I watched Ally all during service, the congregation’s words just noise, my heart racing almost as fast as it did at soccer practice. Sometimes I even tried to draw her on my devotional pamphlet, though the drawing never looked right, with the top of her head always trailing off the page. Afterward, while the adults had their coffee, I ran around with the other boys, in and out of the building around the parking lot. We ran and yelled like the whole place was a soccer field, but I never forgot she might be watching. Out on the lawn, she had her own thing going on. She made up plays for the other girls to act in. If you went close enough to hear the basic plot, you’d hear something about a suicide, or an affair. Apparently Mrs. Kapawski watched the soaps. Anyway, Ally did most of the acting, throwing out her arms and fake-weeping (it was the only time she looked fully awake), and the other girls circled aro
und her, pretending to be sisters and maids, whatever. I made a habit of charging through the circle of girls whenever I saw a gap. Just running through to whoosh right past Ally while she acted. Running so close that the breeze I made ruffled her blond hair. The other girls yelled at me. But except for flinching, Ally didn’t even acknowledge me. Probably she didn’t even care.
But like I said, I was homeschooled. Homeschooling elevated my maturity in some ways, like making me read above the level of most kids my age, but it also made me socially retarded. For example, one Sunday, when Ally looked really pretty in this mint-green sundress, I said, “Kind of stupid to wear a dress like that today, huh?” Because it was forty degrees outside and on the cusp of fall. “I mean, you must have wanted to wear it really badly to wear it today?” She rolled her eyes at me. Right after, Mrs. Kapawski came up beside her. She said she needed Ally to get her hand lotion from the car. I figured I’d follow her. I didn’t have anything else to do anyway.

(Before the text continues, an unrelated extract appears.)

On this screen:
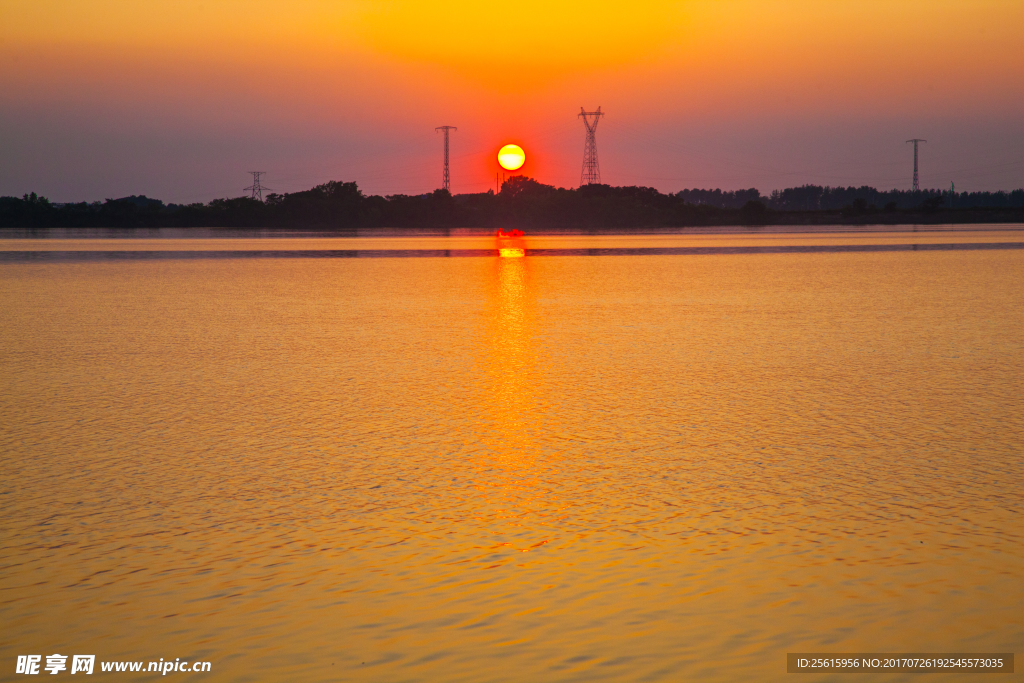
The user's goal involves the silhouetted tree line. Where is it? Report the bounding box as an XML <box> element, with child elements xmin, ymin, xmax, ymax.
<box><xmin>0</xmin><ymin>176</ymin><xmax>1024</xmax><ymax>230</ymax></box>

It was cloudy and gray that morning, but also gold. The gold shot through the gray and then it went away, reappeared in another part of the sky. This hill rose up against one side of the parking lot and from where I stood it framed Ally. The grass was dying, so the hill had different shades of brown and yellow in it, with a few bits of green. It could’ve been a Wyeth, except for all the stupid SUVs, and that Ally’s dress looked too bright and new for a woman’s in a Wyeth painting. I caught up to her; she cocked her head to look up at me, and then just faced straight ahead, like she didn’t care. I followed her to her family’s car, where she rifled through a bunch of junk in the back floorboard; who’d have thought Mrs. Kapawski—her hair always in place and her outfits so smooth and clean—would be such a slob, with empty drink cans and dirty sweaters and wrappers all over her floorboard? When Ally leaned into the backseat I pressed my side against hers and edged her in farther and she just let me, though she gave me this What the hell are you doing? look. I sat there for a minute staring straight ahead and said, “I wish we could just stay in here.”